AI agent framework population survey, 2026-05-17, NuClide Research

NuClide Research, 2026-05-17 (late evening pass) Survey #20 in the AI infrastructure series.

Summary

We surveyed the public-facing agent-framework population: AutoGen Studio, CrewAI, LangGraph Studio, Langflow, AgentOps. The corpus harvested from Shodan dorks totaled 351 unique IPs. After running aimap with existing fingerprints and applying Insight #30 multi-port consistency checking, the result is striking: the population is dominated by honeypot baits.

DCWF KSAT coverage

Auto-derived from DCWF AI work-role rule files (ksat-tag).

672 (AI Test & Evaluation Specialist): K7003, K7004, K7044, S7070, S7075, T5858, T5919
733 (AI Risk & Ethics Specialist): K7051, T5868, T5893
overlap (Common AI KSATs (all 5 roles)): K1158, K22, K6311, K6935

Three findings.

One. The agent-framework Shodan-dork landscape is heavily poisoned.
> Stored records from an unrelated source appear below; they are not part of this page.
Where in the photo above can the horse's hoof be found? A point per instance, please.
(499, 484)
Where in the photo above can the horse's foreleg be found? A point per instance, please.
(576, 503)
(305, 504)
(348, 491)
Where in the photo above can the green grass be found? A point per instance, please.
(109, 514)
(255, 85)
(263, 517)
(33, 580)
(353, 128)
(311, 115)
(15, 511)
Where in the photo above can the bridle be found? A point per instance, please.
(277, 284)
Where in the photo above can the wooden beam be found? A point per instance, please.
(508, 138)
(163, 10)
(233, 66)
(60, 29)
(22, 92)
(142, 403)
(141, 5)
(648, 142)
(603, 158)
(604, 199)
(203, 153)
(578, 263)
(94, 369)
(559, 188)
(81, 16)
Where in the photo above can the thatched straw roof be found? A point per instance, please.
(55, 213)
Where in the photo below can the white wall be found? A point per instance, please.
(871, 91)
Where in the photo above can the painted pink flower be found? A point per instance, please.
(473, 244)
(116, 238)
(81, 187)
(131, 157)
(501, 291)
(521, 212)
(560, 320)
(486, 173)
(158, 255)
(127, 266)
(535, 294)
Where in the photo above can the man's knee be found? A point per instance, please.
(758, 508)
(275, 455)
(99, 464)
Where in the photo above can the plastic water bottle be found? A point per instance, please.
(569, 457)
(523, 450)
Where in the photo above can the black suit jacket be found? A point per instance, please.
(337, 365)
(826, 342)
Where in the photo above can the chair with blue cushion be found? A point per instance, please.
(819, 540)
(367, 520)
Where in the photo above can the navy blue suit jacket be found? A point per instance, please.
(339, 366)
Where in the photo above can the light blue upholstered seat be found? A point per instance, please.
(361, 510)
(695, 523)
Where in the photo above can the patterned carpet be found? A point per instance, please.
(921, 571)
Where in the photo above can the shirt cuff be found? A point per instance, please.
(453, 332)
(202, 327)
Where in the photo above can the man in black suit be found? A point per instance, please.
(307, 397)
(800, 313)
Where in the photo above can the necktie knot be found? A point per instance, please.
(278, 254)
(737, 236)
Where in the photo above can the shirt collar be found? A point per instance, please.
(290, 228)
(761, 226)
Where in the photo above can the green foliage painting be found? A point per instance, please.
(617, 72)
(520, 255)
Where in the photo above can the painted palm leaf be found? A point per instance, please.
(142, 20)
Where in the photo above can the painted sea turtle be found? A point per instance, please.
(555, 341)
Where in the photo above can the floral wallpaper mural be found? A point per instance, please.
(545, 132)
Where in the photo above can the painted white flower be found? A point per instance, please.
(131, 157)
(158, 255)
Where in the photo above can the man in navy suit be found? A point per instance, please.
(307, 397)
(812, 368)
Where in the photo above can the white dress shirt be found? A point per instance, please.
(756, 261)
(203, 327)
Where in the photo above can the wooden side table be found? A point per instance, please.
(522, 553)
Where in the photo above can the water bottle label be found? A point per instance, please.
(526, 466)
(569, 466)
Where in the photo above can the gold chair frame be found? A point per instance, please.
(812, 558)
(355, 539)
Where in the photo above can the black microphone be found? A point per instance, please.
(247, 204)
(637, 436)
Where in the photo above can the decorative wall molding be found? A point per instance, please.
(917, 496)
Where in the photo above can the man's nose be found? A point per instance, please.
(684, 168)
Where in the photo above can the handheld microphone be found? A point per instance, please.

Of 351 candidate IPs, aimap matched 83, and 60+ of those matches were on honeypot baits (Docker Registry, dcm4che, MCP Server fingerprints triggered by canary content, not real services). Only 3 hosts were confirmed real (Langfuse, all properly authenticated).

Two. Single-word substring dorks are unusable at this population scale. "crewai" returned 121 hits; "langflow"+http returned 176; http.title:"Langflow" returned 51,435. Sample probes against the top of each list returned bait pages titled “ruianzhu-高恪”, “Zero Touch Provisioning”, “SAP NetWeaver”, “HealthBackend_Login”, “prtg”, and “Persona 5 Bio WordPress”. All with distinct UUID favicons consistent with the AS63949 honeypot fleet. Insight #15 (“the 50% rule”) and Insight #26 (substring-FP escalates with token commonality) are both applied here.

Three. aimap does not yet have fingerprints for CrewAI, LangGraph Studio, Langflow, or AgentOps. This is a coverage gap that prevents protocol-strict verification on the agent-framework population. Even if the Shodan corpus contained real Langflow hosts (probability low after the honeypot filter, but not zero), aimap cannot currently confirm them.

What aimap caught (83 service hits, 60+ bait-only)

Service classification	Hits	Notes
MCP Server	15 unique IPs	Multi-port classifier: 3/3 sampled returned canned `mcp-server 1.0.1 2025-06-18` on all 6 probe ports. 100% honeypot.
ClickHouse	14 hits	Survey-irrelevant; same FP class as MCP honeypots.
Docker Registry	9 hits	Honeypot bait variant.
dcm4che / dcm4chee-arc	9 hits	Insight #22 — known catchall FP class for ASP.NET-shaped responses.
Langfuse	3 hits	Real, all properly authenticated (HTTP 401 on `/api/public/projects`). No exposure.
Typesense	1 hit	Search engine FP, survey-irrelevant.
Open Directory	1 hit	Generic directory listing.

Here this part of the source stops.